RMB Westport, the Sub-Saharan real estate investment manager, has brought a second opportunistic real estate fund to the market and is close to achieving a first close, PERE can reveal.
The firm is aiming to raise between $450 million and $500 million for the vehicle, which is expected to have a slightly-widened investment remit taking in investments in the Ivory Coast as well as the firm’s previously targeted markets of Nigeria, Ghana and Angola.
RMB Westport declined to comment when approached, but it is understood that a first closing for the fund is expected to be achieved within a matter of weeks.
RMB Westport is a joint venture real estate investment management firm between Rand Merchant Bank, a division of Johannesburg-based FirstRand Bank, and property company Westport Property Group.
The original RMB Westport Real Estate Development Fund attracted $256 million at final closing in 2012 but, including co-investment from its investors, the firm ultimately corralled more than $400 million for its investments.
The fund was aimed primarily at retail and office investments that required equity of between $15 million and $40 million. Target returns are expected to be between 20 percent IRR and 25 percent IRR and a 2x equity multiple.
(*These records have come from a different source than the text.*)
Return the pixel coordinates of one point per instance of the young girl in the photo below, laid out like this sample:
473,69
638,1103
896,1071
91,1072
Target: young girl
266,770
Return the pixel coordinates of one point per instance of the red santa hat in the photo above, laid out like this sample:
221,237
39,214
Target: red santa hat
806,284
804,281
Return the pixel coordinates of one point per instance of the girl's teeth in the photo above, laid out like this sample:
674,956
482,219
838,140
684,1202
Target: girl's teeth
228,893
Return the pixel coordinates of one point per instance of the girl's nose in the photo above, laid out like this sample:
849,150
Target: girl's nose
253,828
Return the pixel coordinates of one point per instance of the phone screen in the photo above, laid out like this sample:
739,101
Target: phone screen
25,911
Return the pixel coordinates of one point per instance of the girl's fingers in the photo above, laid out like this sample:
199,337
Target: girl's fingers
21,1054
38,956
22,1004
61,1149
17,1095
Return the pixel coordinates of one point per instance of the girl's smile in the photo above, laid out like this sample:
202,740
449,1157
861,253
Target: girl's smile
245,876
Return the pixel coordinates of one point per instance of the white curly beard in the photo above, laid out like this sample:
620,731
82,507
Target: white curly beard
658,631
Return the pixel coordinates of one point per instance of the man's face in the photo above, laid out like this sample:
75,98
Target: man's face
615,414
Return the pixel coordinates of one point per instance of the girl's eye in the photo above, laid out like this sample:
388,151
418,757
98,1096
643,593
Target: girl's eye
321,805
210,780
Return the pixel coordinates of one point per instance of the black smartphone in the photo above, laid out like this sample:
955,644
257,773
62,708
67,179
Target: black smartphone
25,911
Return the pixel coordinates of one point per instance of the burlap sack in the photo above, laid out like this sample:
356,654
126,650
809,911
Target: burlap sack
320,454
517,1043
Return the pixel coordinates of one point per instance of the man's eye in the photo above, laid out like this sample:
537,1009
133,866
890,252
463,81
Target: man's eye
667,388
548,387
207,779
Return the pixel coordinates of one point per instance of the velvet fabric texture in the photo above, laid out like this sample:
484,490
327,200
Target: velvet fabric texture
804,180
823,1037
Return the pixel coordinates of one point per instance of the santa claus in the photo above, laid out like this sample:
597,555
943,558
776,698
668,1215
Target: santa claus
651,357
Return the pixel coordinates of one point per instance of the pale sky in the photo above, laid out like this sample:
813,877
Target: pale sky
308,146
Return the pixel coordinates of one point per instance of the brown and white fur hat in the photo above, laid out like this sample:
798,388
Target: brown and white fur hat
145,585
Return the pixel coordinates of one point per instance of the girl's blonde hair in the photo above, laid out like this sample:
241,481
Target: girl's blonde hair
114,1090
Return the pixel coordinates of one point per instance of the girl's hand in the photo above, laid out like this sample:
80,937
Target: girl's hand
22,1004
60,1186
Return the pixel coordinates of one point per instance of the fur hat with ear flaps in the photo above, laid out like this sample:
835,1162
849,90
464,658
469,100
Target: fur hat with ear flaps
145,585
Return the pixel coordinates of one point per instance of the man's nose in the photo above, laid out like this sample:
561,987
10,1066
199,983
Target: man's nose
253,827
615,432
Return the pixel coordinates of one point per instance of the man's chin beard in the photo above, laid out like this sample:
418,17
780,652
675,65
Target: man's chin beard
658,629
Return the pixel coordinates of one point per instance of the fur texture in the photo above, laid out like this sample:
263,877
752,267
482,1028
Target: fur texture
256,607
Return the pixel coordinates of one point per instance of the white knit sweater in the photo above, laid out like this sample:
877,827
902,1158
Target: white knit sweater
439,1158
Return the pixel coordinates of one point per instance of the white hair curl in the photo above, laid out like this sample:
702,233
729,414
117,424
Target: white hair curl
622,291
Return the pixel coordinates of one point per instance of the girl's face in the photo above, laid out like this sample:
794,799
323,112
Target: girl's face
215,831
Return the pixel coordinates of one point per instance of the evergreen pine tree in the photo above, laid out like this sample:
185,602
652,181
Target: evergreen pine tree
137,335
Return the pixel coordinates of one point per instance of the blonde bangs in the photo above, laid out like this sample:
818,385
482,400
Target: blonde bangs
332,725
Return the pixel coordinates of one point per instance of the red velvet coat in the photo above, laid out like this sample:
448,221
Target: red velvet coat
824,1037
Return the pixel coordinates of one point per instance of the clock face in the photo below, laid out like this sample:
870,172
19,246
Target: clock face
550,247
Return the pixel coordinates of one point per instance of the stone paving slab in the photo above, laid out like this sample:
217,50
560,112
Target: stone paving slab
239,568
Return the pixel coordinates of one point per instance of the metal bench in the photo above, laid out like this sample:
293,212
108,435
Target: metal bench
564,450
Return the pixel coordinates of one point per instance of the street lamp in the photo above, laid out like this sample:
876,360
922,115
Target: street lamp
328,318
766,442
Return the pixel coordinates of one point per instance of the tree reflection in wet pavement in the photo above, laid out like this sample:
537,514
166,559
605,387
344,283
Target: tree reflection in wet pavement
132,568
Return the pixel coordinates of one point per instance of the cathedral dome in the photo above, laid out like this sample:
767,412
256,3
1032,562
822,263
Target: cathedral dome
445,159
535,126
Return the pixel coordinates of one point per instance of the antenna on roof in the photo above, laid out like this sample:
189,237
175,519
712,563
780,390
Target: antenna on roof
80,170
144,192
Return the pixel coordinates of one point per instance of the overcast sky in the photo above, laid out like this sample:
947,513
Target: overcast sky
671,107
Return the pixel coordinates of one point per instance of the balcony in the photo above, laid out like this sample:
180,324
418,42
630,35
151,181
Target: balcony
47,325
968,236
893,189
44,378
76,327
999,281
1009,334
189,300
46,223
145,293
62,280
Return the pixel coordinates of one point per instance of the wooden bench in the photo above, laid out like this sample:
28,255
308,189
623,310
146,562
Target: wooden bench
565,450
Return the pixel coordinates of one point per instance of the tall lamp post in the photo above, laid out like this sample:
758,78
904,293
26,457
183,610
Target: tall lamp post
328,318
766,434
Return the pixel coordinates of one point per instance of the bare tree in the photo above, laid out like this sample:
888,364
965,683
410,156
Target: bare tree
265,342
The second offering is expected to follow a similar tack both in terms of investments and returns.
The original 8-year vehicle attracted 10 investors, believed to include the United Arab Emirates’ Abu Dhabi Investment Council and Canada’s Public Sector Pension Investment Board.
In so doing, it became one of the biggest real estate investment managers focused on Sub-Saharan real estate, which is widely considered still as something of a fledgling market as far as institutional grade investment is concerned.
Nonetheless, in the last couple of years the number of real estate investment managers raising institutional capital for the region has grown, with certain firms now with multiple vehicles under management.